Preston students had their photographic work showcased at UCLan last week.
We found out about more about the projects the students ran at the Prior exhibition.
My practice has developed into two specific forms – alternative photographic processes and sculpture. Through visiting researching sites with two types of structures, I study interventions on the landscape.
The first it’s decaying modernist structures and the second is a transitional site where Post Modernist architecture re-emerges. By visiting each site over a period of months over different times of day, I record the transitional energy stored in the site in terms of how the site is built, reduced and standing derelict. The photographic element is firstly process led with presentation being the final element.
A photograph of a sculpture, made as part of an installation, converted into Base64 code. The code represents the image, and the sculpture yet is indecipherable. The code becomes an object on the page, a new language and text that cannot be read. Only the form can be read. The code is presented at a width of 72 characters using Courier; the width and font understood by the encoding software.
Photography is the beginning process within my work. The 6 photographs presented have derived from the use of a disposable camera which I have converted into digital image. The main aesthetics within my work convey memory and destruction. Destroying the negatives allow the photograph to never be the same – like memories, they are distorted and are never the original perception. My continuous theme is the disposition of memory that conveys a sense of place and location, arriving from the original space in which the photographs were taken.
The idea of using a 35mm disposable film camera prevents one from seeing the image once it has been taken, and once it has been taken it can not be erased.

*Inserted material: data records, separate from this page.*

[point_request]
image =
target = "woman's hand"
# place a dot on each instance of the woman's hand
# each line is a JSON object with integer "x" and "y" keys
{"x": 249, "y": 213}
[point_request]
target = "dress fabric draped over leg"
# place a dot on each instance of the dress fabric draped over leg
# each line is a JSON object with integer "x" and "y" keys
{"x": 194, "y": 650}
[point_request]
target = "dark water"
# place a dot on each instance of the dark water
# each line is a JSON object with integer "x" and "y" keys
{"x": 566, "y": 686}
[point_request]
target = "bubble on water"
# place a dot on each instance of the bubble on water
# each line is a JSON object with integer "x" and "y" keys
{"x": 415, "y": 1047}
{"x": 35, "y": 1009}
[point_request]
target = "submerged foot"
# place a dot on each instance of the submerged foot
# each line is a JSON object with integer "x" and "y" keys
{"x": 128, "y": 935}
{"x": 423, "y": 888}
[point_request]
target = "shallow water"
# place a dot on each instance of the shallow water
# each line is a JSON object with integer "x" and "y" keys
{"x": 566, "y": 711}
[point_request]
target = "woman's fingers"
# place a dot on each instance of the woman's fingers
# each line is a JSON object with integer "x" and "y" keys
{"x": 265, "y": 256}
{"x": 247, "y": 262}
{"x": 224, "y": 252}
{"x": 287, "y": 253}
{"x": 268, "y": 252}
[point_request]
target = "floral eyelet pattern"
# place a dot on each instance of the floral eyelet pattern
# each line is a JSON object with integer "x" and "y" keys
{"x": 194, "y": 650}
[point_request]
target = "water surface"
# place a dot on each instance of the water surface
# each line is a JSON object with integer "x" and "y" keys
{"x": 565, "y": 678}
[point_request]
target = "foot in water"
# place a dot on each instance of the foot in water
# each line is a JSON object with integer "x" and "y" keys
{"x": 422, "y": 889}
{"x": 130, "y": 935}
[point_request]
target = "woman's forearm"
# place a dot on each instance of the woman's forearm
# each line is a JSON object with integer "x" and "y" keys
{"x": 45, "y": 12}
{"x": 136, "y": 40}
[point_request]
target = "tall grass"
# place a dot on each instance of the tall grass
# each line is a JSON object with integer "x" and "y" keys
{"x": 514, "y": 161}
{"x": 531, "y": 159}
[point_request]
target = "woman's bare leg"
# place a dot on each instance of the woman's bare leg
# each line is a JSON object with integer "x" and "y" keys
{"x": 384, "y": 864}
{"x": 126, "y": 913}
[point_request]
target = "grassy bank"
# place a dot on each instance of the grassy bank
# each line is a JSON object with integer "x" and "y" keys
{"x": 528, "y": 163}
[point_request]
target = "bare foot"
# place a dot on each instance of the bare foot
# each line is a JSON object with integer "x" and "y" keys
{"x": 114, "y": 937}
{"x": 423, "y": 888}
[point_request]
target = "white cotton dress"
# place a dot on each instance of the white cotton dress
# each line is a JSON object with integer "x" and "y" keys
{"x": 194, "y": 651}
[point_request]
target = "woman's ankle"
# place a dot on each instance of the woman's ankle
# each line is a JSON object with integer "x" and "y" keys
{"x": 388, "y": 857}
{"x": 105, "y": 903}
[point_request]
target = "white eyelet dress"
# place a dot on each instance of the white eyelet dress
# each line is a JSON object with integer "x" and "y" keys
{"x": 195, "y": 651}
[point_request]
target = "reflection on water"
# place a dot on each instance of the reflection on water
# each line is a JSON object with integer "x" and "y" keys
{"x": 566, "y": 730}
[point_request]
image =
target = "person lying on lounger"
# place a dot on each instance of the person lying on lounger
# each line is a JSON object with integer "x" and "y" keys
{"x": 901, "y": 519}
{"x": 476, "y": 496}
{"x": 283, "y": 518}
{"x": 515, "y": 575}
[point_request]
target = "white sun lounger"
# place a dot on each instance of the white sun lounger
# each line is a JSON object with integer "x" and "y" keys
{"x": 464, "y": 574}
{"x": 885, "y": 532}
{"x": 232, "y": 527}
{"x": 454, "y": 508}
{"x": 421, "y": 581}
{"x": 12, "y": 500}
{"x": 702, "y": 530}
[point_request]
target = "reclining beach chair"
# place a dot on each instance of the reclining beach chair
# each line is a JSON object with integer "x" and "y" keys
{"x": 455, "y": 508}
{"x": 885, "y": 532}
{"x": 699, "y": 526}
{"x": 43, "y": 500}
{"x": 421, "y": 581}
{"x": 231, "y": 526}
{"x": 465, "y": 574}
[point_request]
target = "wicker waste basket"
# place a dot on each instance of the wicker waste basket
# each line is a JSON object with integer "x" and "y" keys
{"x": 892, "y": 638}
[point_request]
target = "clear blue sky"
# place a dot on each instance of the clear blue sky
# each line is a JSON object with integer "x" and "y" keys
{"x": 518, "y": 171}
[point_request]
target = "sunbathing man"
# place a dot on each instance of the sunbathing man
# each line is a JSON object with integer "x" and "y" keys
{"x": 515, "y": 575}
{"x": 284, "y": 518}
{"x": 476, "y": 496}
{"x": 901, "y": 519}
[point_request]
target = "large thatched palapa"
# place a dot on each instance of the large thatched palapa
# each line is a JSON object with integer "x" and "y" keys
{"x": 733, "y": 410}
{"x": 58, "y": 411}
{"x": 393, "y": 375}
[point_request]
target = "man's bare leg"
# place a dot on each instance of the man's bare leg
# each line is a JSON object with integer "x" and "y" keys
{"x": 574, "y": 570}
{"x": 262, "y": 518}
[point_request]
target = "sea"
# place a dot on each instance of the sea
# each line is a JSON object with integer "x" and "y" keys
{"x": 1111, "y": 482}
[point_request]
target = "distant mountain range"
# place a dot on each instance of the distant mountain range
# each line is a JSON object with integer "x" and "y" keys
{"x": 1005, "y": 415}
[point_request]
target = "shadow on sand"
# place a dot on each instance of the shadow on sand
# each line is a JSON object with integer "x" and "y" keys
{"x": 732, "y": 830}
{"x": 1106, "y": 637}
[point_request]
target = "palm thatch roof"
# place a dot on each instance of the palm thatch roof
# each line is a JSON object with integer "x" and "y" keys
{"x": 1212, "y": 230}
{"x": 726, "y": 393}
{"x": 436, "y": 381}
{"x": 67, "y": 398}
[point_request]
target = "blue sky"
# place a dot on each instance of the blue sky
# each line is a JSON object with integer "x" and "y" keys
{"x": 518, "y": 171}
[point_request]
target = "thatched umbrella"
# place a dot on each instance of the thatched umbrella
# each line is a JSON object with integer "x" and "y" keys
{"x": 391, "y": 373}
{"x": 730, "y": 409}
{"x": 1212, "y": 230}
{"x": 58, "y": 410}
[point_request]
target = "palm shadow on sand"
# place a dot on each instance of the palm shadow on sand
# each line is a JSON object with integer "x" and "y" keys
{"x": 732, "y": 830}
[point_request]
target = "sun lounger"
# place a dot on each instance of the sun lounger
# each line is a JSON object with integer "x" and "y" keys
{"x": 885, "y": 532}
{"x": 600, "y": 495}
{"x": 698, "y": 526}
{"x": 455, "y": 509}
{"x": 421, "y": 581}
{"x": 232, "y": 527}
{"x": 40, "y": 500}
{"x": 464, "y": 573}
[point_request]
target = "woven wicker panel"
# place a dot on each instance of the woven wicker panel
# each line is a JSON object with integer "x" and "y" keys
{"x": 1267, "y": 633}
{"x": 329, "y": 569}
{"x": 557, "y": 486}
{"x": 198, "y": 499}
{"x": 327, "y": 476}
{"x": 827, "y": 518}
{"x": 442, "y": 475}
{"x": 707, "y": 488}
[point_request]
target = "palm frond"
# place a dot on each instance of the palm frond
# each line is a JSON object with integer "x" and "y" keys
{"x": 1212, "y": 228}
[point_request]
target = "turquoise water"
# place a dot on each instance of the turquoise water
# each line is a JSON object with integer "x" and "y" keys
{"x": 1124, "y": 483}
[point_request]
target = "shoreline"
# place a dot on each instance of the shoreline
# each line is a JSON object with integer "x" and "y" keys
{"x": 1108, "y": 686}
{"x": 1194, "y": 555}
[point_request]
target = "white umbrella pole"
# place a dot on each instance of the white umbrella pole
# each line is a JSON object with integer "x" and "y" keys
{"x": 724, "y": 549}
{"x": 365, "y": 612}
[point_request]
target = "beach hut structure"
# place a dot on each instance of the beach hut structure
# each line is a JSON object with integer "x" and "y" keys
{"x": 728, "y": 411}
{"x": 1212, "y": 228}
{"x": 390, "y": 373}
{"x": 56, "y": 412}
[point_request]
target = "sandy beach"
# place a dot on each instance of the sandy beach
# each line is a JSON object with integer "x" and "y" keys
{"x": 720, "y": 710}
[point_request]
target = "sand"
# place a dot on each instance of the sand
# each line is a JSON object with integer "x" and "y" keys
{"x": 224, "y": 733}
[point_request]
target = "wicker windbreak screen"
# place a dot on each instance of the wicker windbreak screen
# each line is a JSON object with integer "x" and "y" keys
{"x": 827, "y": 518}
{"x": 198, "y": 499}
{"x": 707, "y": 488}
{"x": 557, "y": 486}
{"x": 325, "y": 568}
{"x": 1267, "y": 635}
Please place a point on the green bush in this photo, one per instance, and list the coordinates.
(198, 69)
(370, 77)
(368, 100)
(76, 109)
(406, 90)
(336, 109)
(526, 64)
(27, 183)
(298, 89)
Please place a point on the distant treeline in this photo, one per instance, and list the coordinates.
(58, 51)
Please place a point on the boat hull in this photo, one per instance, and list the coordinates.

Presented is a series of 100 photographs that have been taken by numerous people over a seven day period, based on the everyday aesthetics of life. The photograph may be an error however conveyed is a memory to a specific place and time, allowing us gain a brief insight to someone without actually being fully aware, even when the time is no longer present.
Leanne Cunningham
Photographs consist of individual unique ID codes. I have applied the unique coding belonging to each image in order to produce sound as a means of persevering ephemerality through a completely different aspect as appose to a stillness on a page; scoring the codes onto musical stave. Presented is a selection of images used in order to contribute to the composition of the sound piece. The photographs are site specific and include visits to Denmark, Sweden and Poland. The form of both image and sound convey a sense of a visual diary, a documented journey.
These photographs are elements of documentation taken from specific locations around Preston.My experience of these sites has brought about the idea of sound as a constructive material; as an architectural element through which space materialises. The photos have been used to develop a process in which I translate the physical (architecture) into the intangible (sound).